21 octobre 2009
Document d'information du département d'État
(Début du texte)
Département d'État
Bureau du porte-parole
Pour publication immédiate
Le 19 octobre 2009
Note d'information aux médias
Le Soudan : un moment critique, une démarche globale
Le Soudan est à une importante croisée de chemins qui peuvent mener soit à une amélioration progressive de la vie des Soudanais soit à une aggravation du conflit et à la déliquescence de l'État. L'heure est venue pour les États-Unis d'agir avec célérité et détermination pour protéger les populations civiles et œuvrer à l'établissement d'une paix générale. Les conséquences d'un échec seraient dramatiques. L'implosion du pays pourrait déstabiliser toute la région et créer un nouveau refuge pour des terroristes étrangers, notamment ceux qui menacent les intérêts américains. Les États-Unis - en tant que témoins de la signature de l'Accord de paix global (en anglais : Comprehensive Peace Agreement, ou CPA) et premier pays à avoir dénoncé sans équivoque les événements du Darfour comme génocides - doivent aux Soudanais de prendre la tête d'un effort international.

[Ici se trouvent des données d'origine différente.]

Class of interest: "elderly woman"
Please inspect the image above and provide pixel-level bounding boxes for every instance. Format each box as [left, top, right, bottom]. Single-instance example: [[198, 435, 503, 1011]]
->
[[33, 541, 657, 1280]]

Les États-Unis et leurs partenaires internationaux se trouvent confrontés à de multiples défis. Six ans après son début, le conflit au Darfour n'est toujours pas réglé. En 2003, le Parti du congrès national (NCP) alors au pouvoir et une milice soutenue par le gouvernement, quelquefois connue sous le nom de Janjaweed, ont lancé une campagne de génocide contre des groupes ethniques affiliés à une rébellion couvant dans le Darfour. Les combats ont fait des centaines de milliers de morts, quelque 2,7 millions de personnes déplacées et plus de 250.000 réfugiés. Les cessez-le-feu et les accords de paix non respectés, la prolifération des groupes rebelles et l'implication des États voisins ont prolongé la crise et compliqué les efforts faits par la communauté internationale pour négocier un accord de paix. Si la violence a quelque peu faibli depuis 2005, les civils vivent toujours dans un état d'insécurité inacceptable. Sans processus de paix actif, sans engagement formel de trouver les responsables des crimes contre les citoyens, sans une force de maintien de la paix des Nations unies et de l'Union africaine pleinement déployée, équipée et performante et sans une planification réfléchie pour le redressement de la région, la situation au Darfour va continuer à pourrir et à déstabiliser le pays et la région.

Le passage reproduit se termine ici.